Menu

Zuzanka.blogitko

Ta ruda metalówa, co ma bloga o gotowaniu

Yeżyce

Sami nie wiecie, jak wielką radością napawa mnie fakt, że na Jeżycach można zjeść i to można zjeść dobrze, unikalnie, bez surówki z wiadra i z bardzo urozmaiconym jadłospisem. Na rogu Szamarzewskiego i Wawrzyniaka, w dawnym budynku komisu odzieżowego, powstała uroczo hipsterska restauracja z krótkim, często zmieniającym się sezonowym menu, z Fritz-colą, winem i dobrą kawą. Na parterze na paletach kilka stolików tuż przy ulicy, na piętrze restauracja właściwa (schody!). Na ścianie tablica, młodzież może malować kredą, co młodzież zachwyca. Na suficie wiatraki, które również młodzież zachwycają. Ja się cieszę, bo śniadania. I znak, że Jeżyce żyją.
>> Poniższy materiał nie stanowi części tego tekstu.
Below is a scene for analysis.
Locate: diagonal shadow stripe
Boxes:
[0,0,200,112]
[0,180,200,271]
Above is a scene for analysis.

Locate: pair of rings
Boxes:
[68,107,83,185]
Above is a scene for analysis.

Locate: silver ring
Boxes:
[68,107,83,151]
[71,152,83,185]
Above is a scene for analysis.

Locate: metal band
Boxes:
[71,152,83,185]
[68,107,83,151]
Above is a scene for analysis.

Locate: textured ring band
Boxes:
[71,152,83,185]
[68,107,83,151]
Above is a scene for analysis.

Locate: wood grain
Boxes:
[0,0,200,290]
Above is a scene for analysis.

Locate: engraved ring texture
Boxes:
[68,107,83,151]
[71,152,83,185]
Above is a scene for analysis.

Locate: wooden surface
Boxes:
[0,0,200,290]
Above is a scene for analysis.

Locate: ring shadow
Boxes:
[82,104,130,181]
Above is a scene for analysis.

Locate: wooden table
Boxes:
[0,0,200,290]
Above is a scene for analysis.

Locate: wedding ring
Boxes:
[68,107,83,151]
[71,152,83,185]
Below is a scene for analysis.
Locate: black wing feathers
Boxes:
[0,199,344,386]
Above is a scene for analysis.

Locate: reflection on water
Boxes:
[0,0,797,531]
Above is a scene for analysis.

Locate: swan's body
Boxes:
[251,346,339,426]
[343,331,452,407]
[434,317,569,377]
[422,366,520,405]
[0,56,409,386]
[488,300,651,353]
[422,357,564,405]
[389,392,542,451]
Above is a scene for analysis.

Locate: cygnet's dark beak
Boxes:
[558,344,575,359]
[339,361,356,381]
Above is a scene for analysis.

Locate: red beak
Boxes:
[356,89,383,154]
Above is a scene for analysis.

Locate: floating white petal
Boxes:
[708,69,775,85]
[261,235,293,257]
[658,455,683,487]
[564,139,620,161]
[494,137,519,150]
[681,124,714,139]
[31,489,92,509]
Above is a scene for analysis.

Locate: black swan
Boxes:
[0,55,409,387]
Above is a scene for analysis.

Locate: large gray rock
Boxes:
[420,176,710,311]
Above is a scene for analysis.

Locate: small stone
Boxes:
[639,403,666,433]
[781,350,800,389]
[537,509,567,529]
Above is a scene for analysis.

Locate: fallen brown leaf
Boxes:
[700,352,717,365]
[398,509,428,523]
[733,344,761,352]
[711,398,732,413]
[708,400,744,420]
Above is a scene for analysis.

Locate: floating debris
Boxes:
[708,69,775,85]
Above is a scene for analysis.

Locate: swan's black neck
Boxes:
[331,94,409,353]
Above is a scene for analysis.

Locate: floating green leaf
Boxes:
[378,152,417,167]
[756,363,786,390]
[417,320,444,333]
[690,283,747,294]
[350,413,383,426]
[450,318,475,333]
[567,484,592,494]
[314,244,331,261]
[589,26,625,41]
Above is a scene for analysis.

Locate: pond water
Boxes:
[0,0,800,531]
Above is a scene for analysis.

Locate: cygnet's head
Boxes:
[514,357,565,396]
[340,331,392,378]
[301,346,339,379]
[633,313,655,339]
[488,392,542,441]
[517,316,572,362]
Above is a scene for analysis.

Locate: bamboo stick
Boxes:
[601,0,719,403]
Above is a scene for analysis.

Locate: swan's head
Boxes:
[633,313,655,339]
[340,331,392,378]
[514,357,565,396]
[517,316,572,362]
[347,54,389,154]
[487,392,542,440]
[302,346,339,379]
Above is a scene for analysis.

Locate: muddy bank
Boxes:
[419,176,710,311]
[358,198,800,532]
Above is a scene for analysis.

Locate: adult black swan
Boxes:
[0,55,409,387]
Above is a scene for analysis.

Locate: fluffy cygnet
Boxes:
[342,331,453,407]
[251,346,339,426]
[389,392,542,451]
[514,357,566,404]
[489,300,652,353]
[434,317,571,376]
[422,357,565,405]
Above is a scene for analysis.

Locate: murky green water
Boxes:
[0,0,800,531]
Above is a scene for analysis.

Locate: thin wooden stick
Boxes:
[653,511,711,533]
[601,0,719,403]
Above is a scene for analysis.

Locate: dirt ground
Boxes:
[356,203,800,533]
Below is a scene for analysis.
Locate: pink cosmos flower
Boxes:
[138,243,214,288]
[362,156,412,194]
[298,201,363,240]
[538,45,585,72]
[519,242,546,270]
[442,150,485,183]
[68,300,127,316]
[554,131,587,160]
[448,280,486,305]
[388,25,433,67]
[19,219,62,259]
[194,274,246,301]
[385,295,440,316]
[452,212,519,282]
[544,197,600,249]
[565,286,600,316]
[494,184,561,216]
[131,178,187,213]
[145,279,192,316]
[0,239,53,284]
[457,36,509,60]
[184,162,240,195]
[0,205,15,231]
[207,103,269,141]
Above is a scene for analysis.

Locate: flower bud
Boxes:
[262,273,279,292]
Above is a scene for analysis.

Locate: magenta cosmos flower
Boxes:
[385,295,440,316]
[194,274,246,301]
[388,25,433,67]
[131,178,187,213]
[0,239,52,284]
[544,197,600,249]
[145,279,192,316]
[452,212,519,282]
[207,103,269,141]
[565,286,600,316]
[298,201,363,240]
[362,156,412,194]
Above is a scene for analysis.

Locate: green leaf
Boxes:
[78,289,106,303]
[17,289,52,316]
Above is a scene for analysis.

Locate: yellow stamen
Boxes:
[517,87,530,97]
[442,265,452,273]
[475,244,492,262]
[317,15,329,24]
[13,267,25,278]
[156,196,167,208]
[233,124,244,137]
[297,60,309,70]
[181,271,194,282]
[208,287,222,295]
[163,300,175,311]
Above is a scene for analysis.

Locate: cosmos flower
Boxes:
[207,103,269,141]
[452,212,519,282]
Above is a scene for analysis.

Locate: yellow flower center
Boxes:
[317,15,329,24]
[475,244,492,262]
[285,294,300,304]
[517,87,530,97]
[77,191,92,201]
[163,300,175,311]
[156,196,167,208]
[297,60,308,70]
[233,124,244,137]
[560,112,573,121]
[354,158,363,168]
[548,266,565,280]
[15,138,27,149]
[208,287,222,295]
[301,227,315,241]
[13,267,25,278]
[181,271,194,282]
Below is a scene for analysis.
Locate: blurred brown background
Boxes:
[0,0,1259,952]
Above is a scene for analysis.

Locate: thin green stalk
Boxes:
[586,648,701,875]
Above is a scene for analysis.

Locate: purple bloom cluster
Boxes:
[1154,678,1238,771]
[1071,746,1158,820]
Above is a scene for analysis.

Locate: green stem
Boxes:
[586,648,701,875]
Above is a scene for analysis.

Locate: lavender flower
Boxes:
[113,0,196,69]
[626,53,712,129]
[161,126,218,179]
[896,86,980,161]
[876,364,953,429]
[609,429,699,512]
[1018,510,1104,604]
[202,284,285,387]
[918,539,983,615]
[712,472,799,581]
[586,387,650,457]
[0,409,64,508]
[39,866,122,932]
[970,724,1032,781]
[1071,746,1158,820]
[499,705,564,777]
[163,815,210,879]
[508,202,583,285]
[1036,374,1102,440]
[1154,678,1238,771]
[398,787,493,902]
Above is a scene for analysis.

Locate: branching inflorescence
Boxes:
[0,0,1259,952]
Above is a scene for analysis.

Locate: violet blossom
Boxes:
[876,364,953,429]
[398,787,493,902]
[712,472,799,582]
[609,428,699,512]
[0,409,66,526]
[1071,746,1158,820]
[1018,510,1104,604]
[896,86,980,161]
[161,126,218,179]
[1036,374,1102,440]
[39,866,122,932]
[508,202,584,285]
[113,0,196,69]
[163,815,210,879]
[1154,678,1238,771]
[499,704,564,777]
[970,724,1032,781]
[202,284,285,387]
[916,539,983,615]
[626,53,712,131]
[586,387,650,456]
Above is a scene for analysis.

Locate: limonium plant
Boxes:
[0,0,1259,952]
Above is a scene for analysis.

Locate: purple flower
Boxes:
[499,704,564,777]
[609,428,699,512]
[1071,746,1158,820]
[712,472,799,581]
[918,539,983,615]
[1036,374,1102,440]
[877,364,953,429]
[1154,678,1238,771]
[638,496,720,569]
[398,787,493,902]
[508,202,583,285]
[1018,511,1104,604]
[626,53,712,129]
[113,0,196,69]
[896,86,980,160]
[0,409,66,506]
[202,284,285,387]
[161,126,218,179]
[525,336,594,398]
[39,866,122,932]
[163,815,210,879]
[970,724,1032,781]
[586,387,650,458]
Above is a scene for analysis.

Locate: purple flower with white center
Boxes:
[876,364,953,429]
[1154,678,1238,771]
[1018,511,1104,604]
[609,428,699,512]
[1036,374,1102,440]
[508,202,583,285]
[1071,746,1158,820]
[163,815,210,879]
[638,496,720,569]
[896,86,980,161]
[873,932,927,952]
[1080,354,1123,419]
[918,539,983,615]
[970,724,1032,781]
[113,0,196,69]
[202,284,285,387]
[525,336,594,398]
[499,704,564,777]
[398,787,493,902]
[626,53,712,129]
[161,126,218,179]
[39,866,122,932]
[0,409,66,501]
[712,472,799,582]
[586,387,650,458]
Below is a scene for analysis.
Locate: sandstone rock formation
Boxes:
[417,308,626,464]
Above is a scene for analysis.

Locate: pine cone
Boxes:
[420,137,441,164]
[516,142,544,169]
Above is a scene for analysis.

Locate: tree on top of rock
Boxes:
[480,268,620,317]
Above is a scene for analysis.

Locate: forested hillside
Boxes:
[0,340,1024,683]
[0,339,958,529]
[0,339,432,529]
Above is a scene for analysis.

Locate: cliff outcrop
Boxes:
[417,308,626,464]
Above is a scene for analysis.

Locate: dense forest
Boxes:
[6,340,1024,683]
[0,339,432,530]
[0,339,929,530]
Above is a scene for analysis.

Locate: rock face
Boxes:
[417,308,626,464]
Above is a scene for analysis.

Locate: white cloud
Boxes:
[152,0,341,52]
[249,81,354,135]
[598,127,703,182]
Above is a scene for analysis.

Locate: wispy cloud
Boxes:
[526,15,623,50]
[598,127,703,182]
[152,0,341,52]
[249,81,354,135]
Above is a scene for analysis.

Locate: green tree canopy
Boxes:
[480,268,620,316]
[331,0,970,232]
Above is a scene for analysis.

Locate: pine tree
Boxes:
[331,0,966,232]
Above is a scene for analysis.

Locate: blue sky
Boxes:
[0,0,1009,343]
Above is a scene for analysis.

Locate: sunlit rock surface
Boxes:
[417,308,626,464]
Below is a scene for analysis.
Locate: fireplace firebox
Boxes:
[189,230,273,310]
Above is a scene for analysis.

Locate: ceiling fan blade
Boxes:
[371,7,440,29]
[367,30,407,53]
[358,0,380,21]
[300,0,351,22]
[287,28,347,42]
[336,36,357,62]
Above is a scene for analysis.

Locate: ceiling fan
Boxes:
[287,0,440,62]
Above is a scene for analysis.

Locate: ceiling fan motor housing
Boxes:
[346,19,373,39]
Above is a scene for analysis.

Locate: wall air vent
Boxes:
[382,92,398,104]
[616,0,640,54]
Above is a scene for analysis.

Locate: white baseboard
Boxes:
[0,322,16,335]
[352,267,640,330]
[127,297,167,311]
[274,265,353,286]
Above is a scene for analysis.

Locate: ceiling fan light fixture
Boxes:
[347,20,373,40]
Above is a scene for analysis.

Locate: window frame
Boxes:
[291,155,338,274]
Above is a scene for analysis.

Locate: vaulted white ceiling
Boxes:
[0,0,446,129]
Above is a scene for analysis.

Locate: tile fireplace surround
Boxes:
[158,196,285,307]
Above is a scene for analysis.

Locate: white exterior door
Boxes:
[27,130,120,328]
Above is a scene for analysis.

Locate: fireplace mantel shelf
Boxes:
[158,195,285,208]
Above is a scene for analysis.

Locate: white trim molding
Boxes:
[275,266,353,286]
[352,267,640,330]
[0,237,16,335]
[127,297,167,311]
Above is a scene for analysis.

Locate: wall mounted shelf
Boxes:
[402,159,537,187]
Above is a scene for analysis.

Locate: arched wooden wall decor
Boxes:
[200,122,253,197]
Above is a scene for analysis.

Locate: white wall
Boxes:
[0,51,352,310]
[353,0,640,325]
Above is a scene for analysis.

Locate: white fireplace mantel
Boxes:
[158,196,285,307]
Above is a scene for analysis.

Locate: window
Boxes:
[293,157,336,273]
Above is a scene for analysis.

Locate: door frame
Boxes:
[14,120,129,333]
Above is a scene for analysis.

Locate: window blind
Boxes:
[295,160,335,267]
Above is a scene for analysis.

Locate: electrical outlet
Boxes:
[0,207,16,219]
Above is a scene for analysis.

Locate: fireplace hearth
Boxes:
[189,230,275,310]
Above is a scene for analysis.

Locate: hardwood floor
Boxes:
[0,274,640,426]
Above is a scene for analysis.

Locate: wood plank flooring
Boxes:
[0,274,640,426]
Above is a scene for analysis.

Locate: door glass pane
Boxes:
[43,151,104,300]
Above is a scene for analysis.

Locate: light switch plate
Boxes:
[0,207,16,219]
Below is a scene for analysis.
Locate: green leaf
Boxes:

Napisane przez Zuzanka w dniu środa czerwca 12, 2013

Link permanentny - Kategorie: Maja, Fotografia+, Moje miasto, Projekt Jeżyce - Komentarzy: 4

« Marek Raczkowski - Książka, którą napisałem, żeby mieć na dziwki i narkotyki - Lato »

Komentarze

JoP

Hipsterskość jest akurat dla mnie wadą, a nie zaletą, bo mi się przejadła (teraz połowa knajp w Krakowie tak wygląda - dawniej były meble z demobilu i świeczki bezpośrednio na stołach, teraz wszędzie są industrialne lampy, beton na ścianach i europalety/sztuczna trawa robiące za taras), ale to wygląda tak dobrze jedzeniowo, że bezwzględnie zajrzę przy najbliższej bytności (jednej z wielu, pracuję w Poznaniu, zdalnie, no ale), bo ileż można Francuskiego Łącznika/Mielżyńskiego/cokolwiek w Starym Browarze.

Zuzanka

Hipsterskość sama w sobie owszem, mnie tutaj bawi przez kontrast z nobliwością/dresiarskością okolicy. Jedzeniowo polecam, bez dwóch zdań. Napiszę też parę słów niebawem o Jadalni, w końcu chodzę co dzień prawie (fakt, że to na uboczu mocno).

Stacha

Pamiętam ten second hand, mieszkałam w kamienicy obok :) trzeba będzie odwiedzić stare kąty:D

Zuzanka

@Stacha, koniecznie :-) Z zabawnych rzeczy - na google street view są zdjęcia z 2011 i wtedy jeszcze był komis.

Tsd, obiady również bardzo fajne - barszcz ze świeżym majerankiem i fasolą świetny, dawno tak dobrze przyprawionego nie jadłam.